De acordo com Fonseca Neto, "(...) a sentença que decide a unificação de penas possui a natureza jurídica de uma decisão interlocutória mista, pois ela não resolve questão atinente ao mérito da causa e tem a peculiaridade de dispor relativamente a outras decisões prolatadas por magistrados do mesmo grau de jurisdição, (...) portanto, pode o juiz da execução alterar a decisão por ele proferida e realizar uma nova unificação, caso um fato novo venha a motivar o reexame da matéria, como, por exemplo, o surgimento de novos crimes integrantes da mesma continuidade delituosa. De fato, a revocabilidade da sentença que unifica as penas, respeitada somente a preclusão, é uma característica que não ofende o princípio dares judicata, haja vista que tal decisão, como examinado, não tem a natureza de uma sentença de mérito e, assim, não faz coisa julgada. Por derradeiro, (...) o recurso cabível que indefere a unificação de penas não é o recurso em sentido estrito, mas, sim, o agravo.
Aliás, isso se dá por expressa determinação dos arts. 66, III, a, e 197 da LEP. Como já visto, através de mera petição, poderá o juiz da execução reconhecer a continuidade delitiva e fazer a unificação das penas.
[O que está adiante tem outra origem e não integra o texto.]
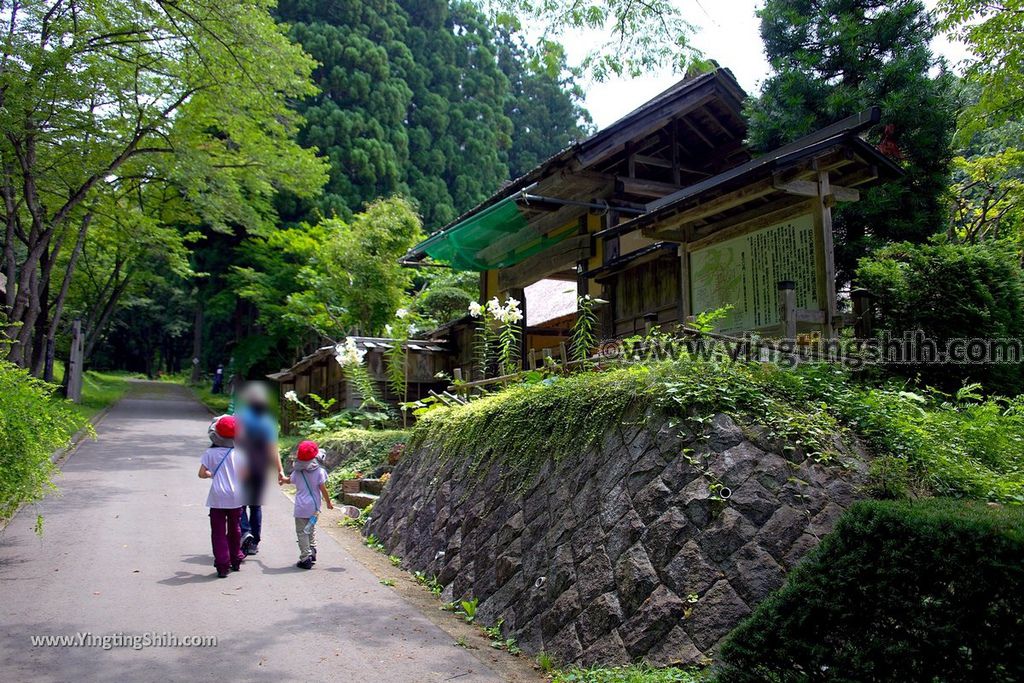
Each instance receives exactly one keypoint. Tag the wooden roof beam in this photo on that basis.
(715, 120)
(723, 203)
(693, 129)
(810, 188)
(644, 187)
(644, 126)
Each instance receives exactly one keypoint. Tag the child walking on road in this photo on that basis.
(222, 465)
(310, 484)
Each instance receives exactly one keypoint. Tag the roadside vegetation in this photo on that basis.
(925, 441)
(925, 591)
(34, 423)
(631, 674)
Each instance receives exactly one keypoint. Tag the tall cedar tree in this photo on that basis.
(833, 58)
(420, 97)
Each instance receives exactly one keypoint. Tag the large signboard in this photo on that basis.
(745, 270)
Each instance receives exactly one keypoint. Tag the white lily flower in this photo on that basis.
(348, 353)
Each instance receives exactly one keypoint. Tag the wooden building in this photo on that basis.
(665, 214)
(320, 373)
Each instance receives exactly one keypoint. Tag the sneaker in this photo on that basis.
(247, 543)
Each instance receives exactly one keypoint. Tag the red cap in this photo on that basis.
(307, 451)
(225, 426)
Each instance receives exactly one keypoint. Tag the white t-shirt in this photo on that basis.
(225, 486)
(307, 494)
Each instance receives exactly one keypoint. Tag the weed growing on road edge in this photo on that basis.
(630, 674)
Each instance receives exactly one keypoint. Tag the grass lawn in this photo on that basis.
(99, 388)
(217, 402)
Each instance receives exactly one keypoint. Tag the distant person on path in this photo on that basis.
(218, 380)
(225, 469)
(310, 484)
(258, 440)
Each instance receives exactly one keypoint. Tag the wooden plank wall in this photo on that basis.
(647, 289)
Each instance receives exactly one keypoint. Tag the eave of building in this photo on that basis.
(690, 131)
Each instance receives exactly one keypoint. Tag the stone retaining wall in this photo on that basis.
(624, 554)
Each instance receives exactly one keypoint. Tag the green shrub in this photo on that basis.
(927, 591)
(367, 451)
(969, 449)
(630, 674)
(33, 425)
(950, 292)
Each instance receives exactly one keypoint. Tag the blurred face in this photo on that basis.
(255, 397)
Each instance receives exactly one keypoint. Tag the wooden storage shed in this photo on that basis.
(320, 373)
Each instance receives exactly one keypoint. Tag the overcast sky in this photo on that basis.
(727, 32)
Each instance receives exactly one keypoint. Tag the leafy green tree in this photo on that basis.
(950, 292)
(174, 113)
(633, 38)
(422, 98)
(993, 30)
(832, 58)
(345, 276)
(445, 295)
(544, 103)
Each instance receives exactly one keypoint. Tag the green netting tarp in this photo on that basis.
(495, 238)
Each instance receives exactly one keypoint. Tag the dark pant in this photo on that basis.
(252, 519)
(226, 537)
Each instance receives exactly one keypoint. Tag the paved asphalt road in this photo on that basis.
(126, 549)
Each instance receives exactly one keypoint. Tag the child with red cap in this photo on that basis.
(223, 466)
(310, 484)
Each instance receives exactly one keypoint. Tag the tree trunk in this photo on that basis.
(51, 331)
(197, 373)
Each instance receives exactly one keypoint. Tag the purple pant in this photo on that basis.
(226, 537)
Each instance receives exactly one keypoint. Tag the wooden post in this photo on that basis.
(824, 250)
(75, 363)
(519, 294)
(649, 321)
(684, 284)
(787, 308)
(862, 311)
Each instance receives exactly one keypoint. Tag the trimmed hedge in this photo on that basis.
(926, 591)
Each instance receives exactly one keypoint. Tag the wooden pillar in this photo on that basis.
(519, 294)
(862, 311)
(787, 308)
(685, 306)
(75, 358)
(824, 251)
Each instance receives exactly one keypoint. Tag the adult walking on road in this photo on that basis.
(258, 440)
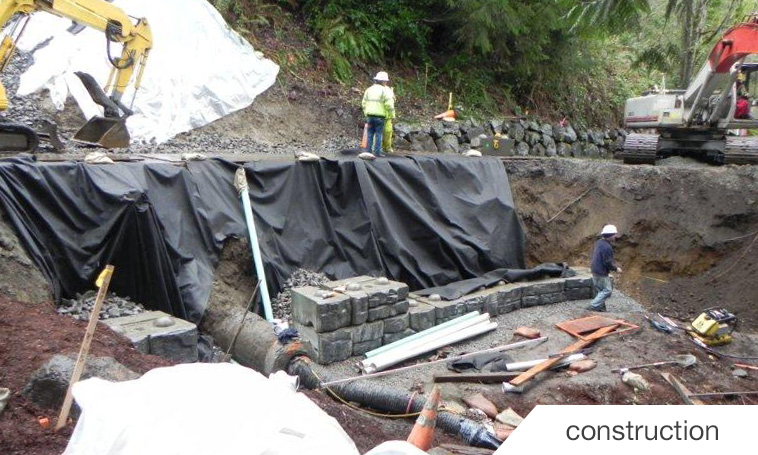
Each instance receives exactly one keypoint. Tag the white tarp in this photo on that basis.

Portanto, utilizando a teoria mais abalizada e técnica sobre o significado de "crimes da mesma espécie", teremos caracterizada a continuidade com práticas de crimes que atentem contra o mesmo bem jurídico e, assim, poderemos ter a possibilidade de unificar penas de furtos com penas de roubo ou, ainda com penas de crimes de extorsão (crimes contra o patrimônio), ou, ainda, ato obsceno com estupro (crimes contra a liberdade sexual), falsificação de documentos públicos e particulares, falsidade ideológica e uso de documento falso (crimes contra a fé pública) e, por que não, em leis especiais, no exemplo dos crimes da Lei de Tóxicos, uso, tráfico e associação para o tráfico (todos crimes da Lei de Tóxicos).
Daí se verifica que muitos dos presos que estão cumprindo pesadas penas podem ser beneficiados com a unificação, sendo consideradas penas de vários crimes uma só pena, com o devido aumento. Basta que se dê a aplicação da tese mais técnica a respeito, o que tem sido olvidado por aplicadores do direito brasileiro. Evidente que tal resulta em grande utilidade para a defesa técnica, pois pode-se obter a liberdade de inúmeros apenados, ou, no mínimo, obter benefícios em grau de execução. E tudo isto rápido e com uma só petição 16. E mais, poderíamos resolver com isso um crônico problema de inútil lotação carcerária no Brasil.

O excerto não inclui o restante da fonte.